Russia has been able to do this because of the decision in 2014 to float the rouble, the single most important economic “reform” carried out by Russia since the tax reforms of Putin’s first term, though it is never discussed in that way.  The success of the policy of floating the rouble contrasts sharply with the way the economies of the southern Eurozone are being eviscerated by their inability to adjust the exchange rates of their currency to take into account economic conditions.
The success of the policy of floating the rouble would not however have been achieved if the Russian economy did not already possess inherent strengths which made it capable of benefiting from the policy.  These include a very low debt position, making it possible for the economy to survive the high interest rates and to repay its foreign debt, a substantial manufacturing and agricultural base, which has made it possible for the economy to fill in the gaps in imports caused by the devaluation, and a financial system that is capable of providing the economy with financing at a time when because of sanctions it was effectively cut off from the capital markets of the West.
None of this was properly understood by the Western decision makers when they decided to impose the sanctions in 2014.  This is because they made their decision based on a picture of the Russian economy which is popular in the Western media but which as events since 2014 have shown is actually almost entirely wrong.

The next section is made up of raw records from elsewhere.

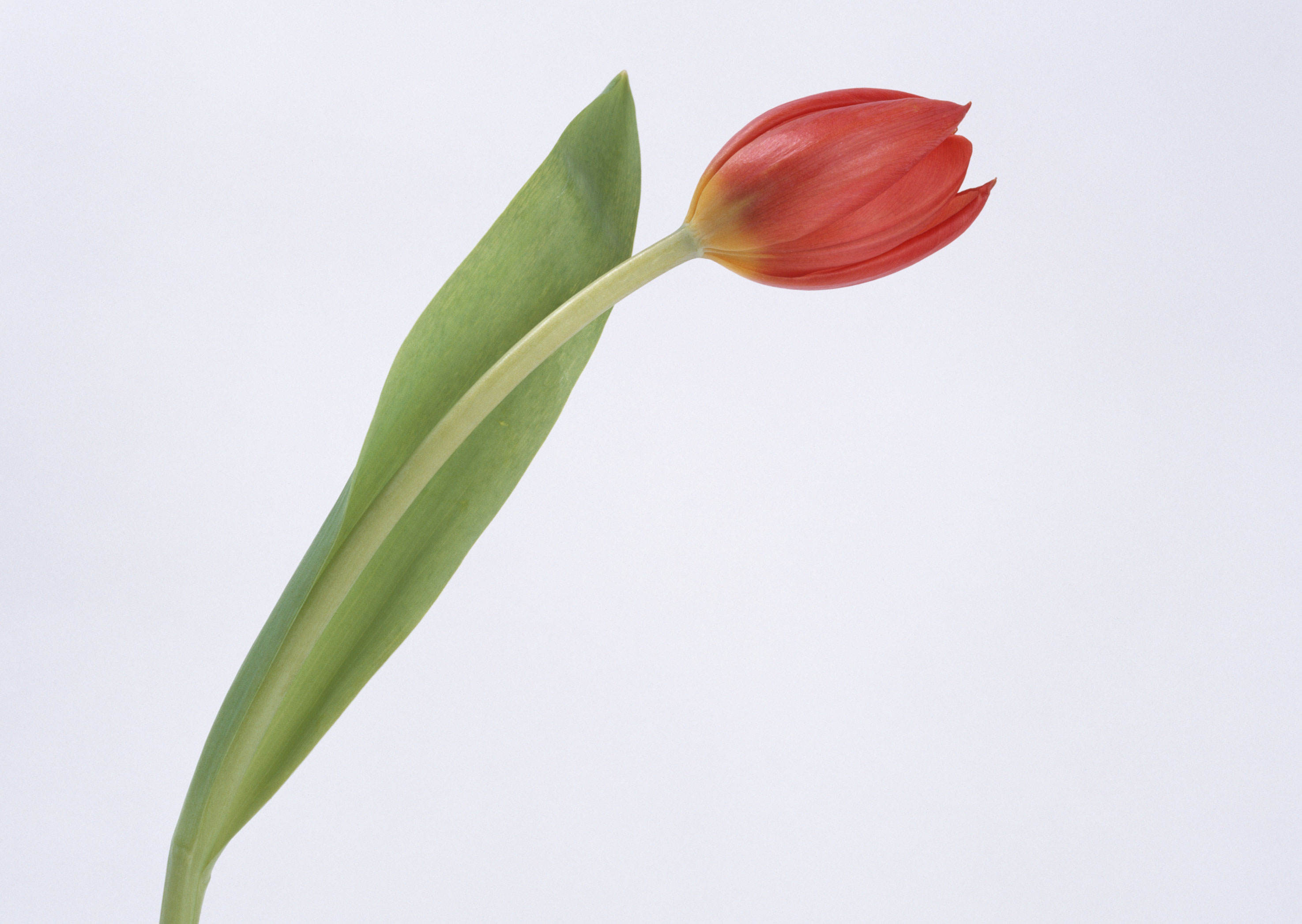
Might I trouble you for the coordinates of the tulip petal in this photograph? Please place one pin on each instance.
(943, 229)
(903, 211)
(818, 168)
(784, 114)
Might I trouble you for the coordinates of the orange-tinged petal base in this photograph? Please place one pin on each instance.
(943, 228)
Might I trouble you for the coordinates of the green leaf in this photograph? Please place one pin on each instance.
(362, 589)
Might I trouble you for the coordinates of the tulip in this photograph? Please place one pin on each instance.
(838, 189)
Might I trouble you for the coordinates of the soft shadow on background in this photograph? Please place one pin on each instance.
(968, 595)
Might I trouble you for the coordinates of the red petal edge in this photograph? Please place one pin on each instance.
(784, 114)
(951, 223)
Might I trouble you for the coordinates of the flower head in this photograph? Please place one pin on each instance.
(838, 189)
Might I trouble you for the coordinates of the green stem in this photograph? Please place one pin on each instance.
(191, 863)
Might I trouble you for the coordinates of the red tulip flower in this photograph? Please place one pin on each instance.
(838, 189)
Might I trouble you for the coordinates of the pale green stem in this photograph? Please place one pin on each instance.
(188, 870)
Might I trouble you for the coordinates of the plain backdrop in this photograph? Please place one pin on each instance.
(971, 595)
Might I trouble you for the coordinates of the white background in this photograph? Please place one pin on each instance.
(969, 595)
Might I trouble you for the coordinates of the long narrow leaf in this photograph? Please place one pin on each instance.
(361, 589)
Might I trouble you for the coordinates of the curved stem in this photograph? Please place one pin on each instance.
(191, 863)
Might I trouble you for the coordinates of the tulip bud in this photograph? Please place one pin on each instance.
(838, 189)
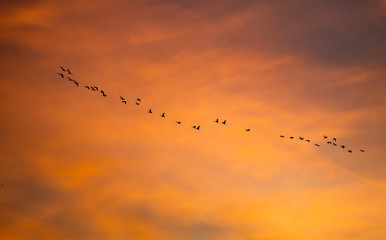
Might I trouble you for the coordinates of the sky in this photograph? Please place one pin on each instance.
(76, 165)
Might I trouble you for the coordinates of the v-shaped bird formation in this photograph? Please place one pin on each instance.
(196, 127)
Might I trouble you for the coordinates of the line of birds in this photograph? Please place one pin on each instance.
(333, 142)
(197, 127)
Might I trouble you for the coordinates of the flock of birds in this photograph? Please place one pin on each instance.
(197, 127)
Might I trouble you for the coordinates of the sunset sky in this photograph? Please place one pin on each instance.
(76, 165)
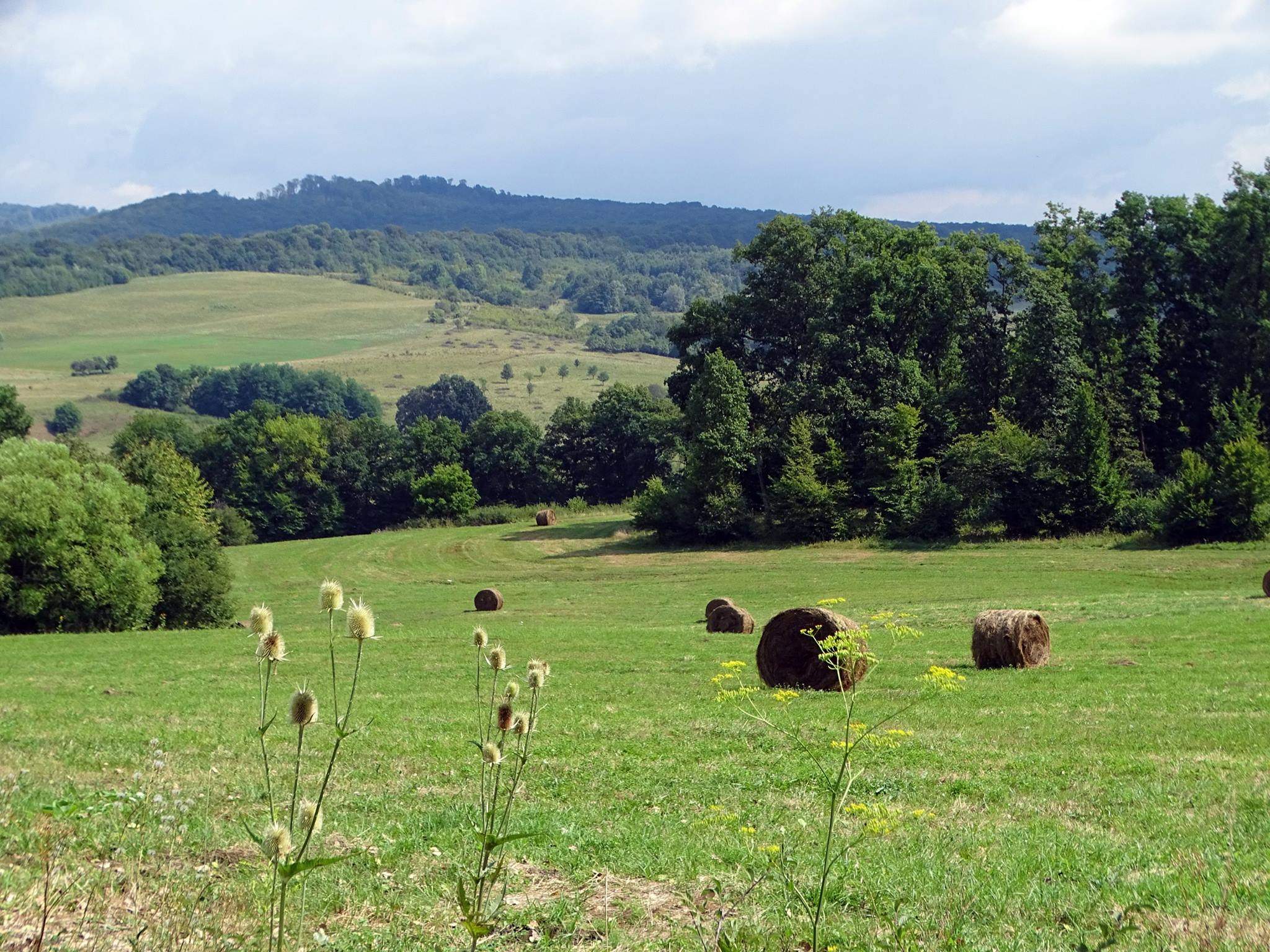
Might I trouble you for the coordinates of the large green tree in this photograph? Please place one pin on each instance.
(73, 552)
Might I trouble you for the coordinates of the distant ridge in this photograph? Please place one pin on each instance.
(432, 203)
(23, 218)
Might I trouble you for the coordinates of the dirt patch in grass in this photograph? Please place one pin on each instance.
(647, 908)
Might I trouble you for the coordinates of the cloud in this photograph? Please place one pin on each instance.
(130, 192)
(1248, 89)
(1137, 33)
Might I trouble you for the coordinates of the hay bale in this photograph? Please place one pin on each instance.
(488, 601)
(714, 603)
(1009, 638)
(730, 619)
(788, 658)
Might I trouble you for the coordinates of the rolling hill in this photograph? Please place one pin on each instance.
(431, 203)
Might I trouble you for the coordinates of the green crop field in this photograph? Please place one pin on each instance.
(1119, 795)
(381, 338)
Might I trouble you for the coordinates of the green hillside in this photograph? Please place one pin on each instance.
(1128, 775)
(381, 338)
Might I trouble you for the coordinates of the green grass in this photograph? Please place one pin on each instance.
(379, 337)
(1132, 771)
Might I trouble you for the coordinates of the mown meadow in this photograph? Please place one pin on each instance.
(384, 339)
(1118, 795)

Whether Western leaders and economic commentators are capable of realising this is another matter.  The ideological and political investment in the false picture of “Putin’s Russia” as no more than a “gas station” or as a backward economic basket case is so great that I suspect Western leaders and economic commentators will struggle to put it behind them.  News that Daimler is now opening a factory to build Mercedes cars in Russia however shows that some Western businesses have managed to do so.  As the Russian economy’s growth accelerates more and more will gradually do so, and there will come a point when the reality is so obvious that it can no longer be disputed.
In the meantime this economic reality shows up the key point about the sanctions: for all the political agonising about them in Washington and elsewhere in economic terms they are becoming an irrelevance.  They failed in their objective – to break Russia economically – and as Russia’s recovery since last summer shows Russia is perfectly capable of getting by despite them.